El fútbol cordobés y salteño está de luto. Miguel Enrique Rodríguez, conocido popularmente en el ambiente deportivo como “Maravilla”, falleció este martes a los 70 años de edad tras batallar contra una larga y dura enfermedad. El exjugador, que curiosamente no disfrutaba de su apodo, brilló como un veloz puntero a la antigua, siempre pegado a la raya, de buena gambeta y destacada pegada.
Su huella más profunda e imborrable en la provincia la dejó vistiendo la camiseta de Instituto. Formó parte de la Gloria entre los años 1979 y 1981. El gran atacante disputó 79 partidos oficiales y marcó 16 goles con el elenco de Alta Córdoba. Allí debutó bajo la conducción técnica de Humberto Maschio y compartió plantel con baluartes del nivel de Osvaldo Ardiles en Huracán y Alberto Beltrán, Salvador Mastrosimone, Oscar Palavecino, Rubén Scalise en el Albirrojo.
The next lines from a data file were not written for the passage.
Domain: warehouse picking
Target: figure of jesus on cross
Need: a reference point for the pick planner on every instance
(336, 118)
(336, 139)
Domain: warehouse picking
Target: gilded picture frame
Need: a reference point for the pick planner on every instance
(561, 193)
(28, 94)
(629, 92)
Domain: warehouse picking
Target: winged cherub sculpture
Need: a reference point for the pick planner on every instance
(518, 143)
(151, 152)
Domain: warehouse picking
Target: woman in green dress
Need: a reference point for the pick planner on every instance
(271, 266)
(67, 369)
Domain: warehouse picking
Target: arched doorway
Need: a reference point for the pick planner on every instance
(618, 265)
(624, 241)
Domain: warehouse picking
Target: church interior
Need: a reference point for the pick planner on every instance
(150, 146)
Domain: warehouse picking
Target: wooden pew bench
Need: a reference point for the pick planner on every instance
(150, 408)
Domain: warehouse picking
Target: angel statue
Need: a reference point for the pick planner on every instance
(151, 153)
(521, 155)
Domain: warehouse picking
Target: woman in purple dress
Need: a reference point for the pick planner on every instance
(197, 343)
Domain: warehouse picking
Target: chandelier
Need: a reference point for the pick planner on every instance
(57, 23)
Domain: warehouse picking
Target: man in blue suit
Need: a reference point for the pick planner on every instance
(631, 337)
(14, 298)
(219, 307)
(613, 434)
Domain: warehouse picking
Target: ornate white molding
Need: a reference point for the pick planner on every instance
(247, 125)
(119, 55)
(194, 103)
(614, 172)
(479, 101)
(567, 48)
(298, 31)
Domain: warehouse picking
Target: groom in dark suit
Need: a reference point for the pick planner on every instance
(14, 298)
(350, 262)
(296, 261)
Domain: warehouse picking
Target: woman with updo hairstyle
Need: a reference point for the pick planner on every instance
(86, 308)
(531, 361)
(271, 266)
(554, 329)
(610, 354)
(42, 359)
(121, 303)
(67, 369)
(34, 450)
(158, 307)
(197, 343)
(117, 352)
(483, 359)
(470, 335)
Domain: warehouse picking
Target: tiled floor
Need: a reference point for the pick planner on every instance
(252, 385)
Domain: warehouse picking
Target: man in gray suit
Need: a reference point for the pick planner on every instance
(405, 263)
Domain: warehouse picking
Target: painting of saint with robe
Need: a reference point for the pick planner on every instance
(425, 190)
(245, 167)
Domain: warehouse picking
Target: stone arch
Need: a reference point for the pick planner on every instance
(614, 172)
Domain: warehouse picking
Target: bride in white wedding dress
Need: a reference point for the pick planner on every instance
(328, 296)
Luego de un retiro prematuro por lesión, construyó una exitosa carrera como entrenador en el Valle de Lerma, convirtiéndose en el técnico más ganador de esa liga regional y presidiendo al Club Atlético Chicoana.
Poco antes del desenlace, el protagonista dejó un mensaje conmovedor. Según reveló el diario El Tribuno de Salta, el exdelantero había dicho en una entrevista: “Ya estoy en manos de Dios”.